言うまでも無く、宿泊予約という「契約」が完了した時点で、宿泊施設は商品である客室を予約者のためにブロックする。商品で言う「出荷」と同じだ。その出荷先が偽名、偽住所であることに疑問を抱かなかったのが宿泊業界を含む旅行業界なのである。

筆者は全般的に見て、旅館業法は不要もしくは緩和すべきだと考えているが、唯一強化が必要だと思うのは本人確認の義務化だ。宿泊者名簿の設置義務を、旅行業全体に対して本人確認義務に揃えることで様々な問題が解決する。Go To トラベルキャンペーンでは理論上全員の居住地確認が実施できたのだから、本人確認は実施可能なはずなのだ。

上記についてはいずれも私見であるため、業界には反対の声もあるだろうが、安全やコンプライアンスの概念が大きく変化している中で、宿泊業界の今後の健全な発展のために旅館業法の改正は避けて通れないことのひとつだ。

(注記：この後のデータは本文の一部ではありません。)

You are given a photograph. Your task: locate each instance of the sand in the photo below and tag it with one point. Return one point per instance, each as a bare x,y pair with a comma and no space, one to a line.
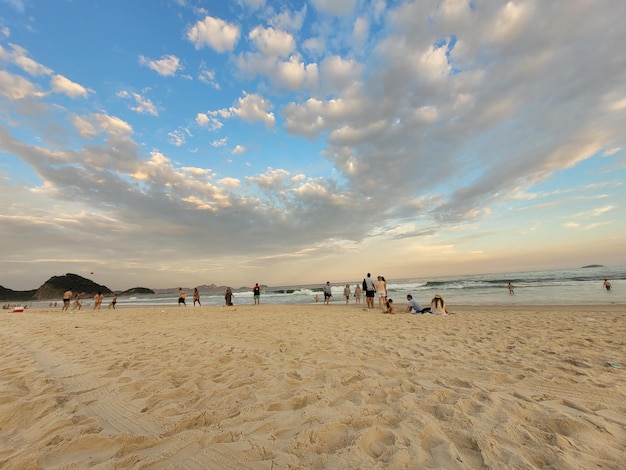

これらの問題点については、既に自民党観光立国調査会観光業に係る法制度のあり方に関するワーキングチームで検討が重ねられているので、一日も早い旅館業法の再構築に期待したい。そしてその時にはわれわれ宿泊業界側にもルールに精通し、権利と義務を行使できる執行者が必要となることも理解しておかなければならない。